Creating a Virginia Housing Opportunity Tax Credit Program
During the 2020 Session, HBAV worked with Delegate Jeff Bourne (D – Richmond) to pass HB 810, which established a stakeholder advisory group to evaluate how Virginia could structure a state housing tax credit as a way to incentive private equity investments into affordable housing developments. The stakeholder advisory group’s report and recommendations can be found here.
The Federal Low-Income Housing Tax Credit (LIHTC) program gives investors a dollar-for-dollar reduction in their federal tax liability in exchange for providing financing to develop affordable rental housing. Since 1987, the program has attracted enough private equity to finance over 100,000 affordable units in Virginia – in the last five years alone, Virginia has allocated approximately $200 million in credits which has leveraged nearly $2.9 billion in private equity.
Despite the effectiveness of the program, the supply of affordable housing continues to lag surging demand and it has become increasingly more difficult to finance affordable housing developments through traditional mechanisms.
During the 2020 Session, HBAV worked with Delegate Jeff Bourne (D – Richmond) to pass HB 810, which established a stakeholder advisory group to evaluate how Virginia could structure and implement a housing tax credit for the Commonwealth. The stakeholder advisory group’s report and recommendations can be found here.
HB 2050 (Jeff Bourne – Richmond) and SB 1197 (Mamie Locke – Hampton) would establish the Virginia Housing Opportunity Tax Credit, based on the recommendations provided by the stakeholder advisory group. It is projected that this program will initially yield an annual increase of 762 affordable housing units, support 3,948 jobs and $227.5 million in earnings, increase state and local tax revenue by $18.9 million, and contribute nearly $344.6 million to state gross domestic product.

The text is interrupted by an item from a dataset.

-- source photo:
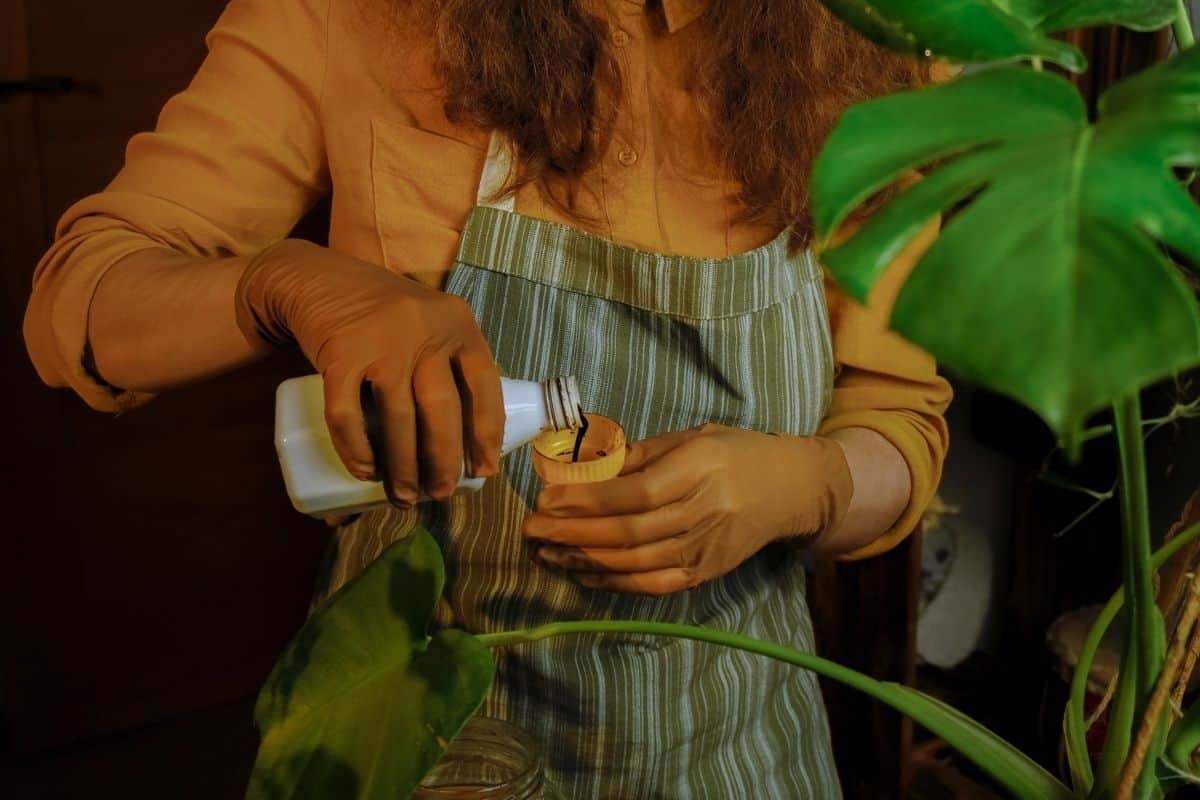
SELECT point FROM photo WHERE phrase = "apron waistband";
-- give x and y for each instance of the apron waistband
(679, 286)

Despite overwhelming support for the innovative and effective approach to addressing the affordable housing crisis, a House Finance Subcommittee defeated the bill due to the fiscal impact, especially during a time when the legislature is trying to address the economic impact of the COVID-19 pandemic. However, members of the Committee did emphasize the fact that they would like to see this legislation introduced again during the 2022 Session. HBAV will continue advocating for this legislation in advance of the 2022 Session.
This legislation was included on the Virginia Legislative Black Caucus’s 2021 Legislative Agenda and has received broad support from members of the Democratic caucus in both the House and the Senate. The Senate companion legislation has not been docketed for a hearing at this time.
Constitutional Amendment for New Construction Affordable Housing
HJ 616 (Bourne – Richmond) begins the process of amending the Constitution of Virginia to grant the General Assembly the authority the enact tax abatement programs for new construction affordable housing.
Currently, the General Assembly is able to enact statutes which grant localities the ability to create partial tax exemption ordinances for properties which have undergone substantial renovation or rehabilitation.
These “tax abatement” programs lower the financial barrier to entry for rehabilitation and renovation projects by offsetting the rising costs of land, labor, materials, and other cost drivers which often make these types of projects financially infeasible for both private sector and non-profit developers. Localities around the Commonwealth have utilized these programs to incentivize non-profit and private sector investment into vacant and dilapidated structures, which has transformed these structures into new commercial and residential spaces, new restaurants, and office space.
HJ 616 seeks to expand the concepts that currently apply for rehabilitated structures to new construction affordable housing: providing a local tax incentive to help offset the rising cost of land, labor, and materials.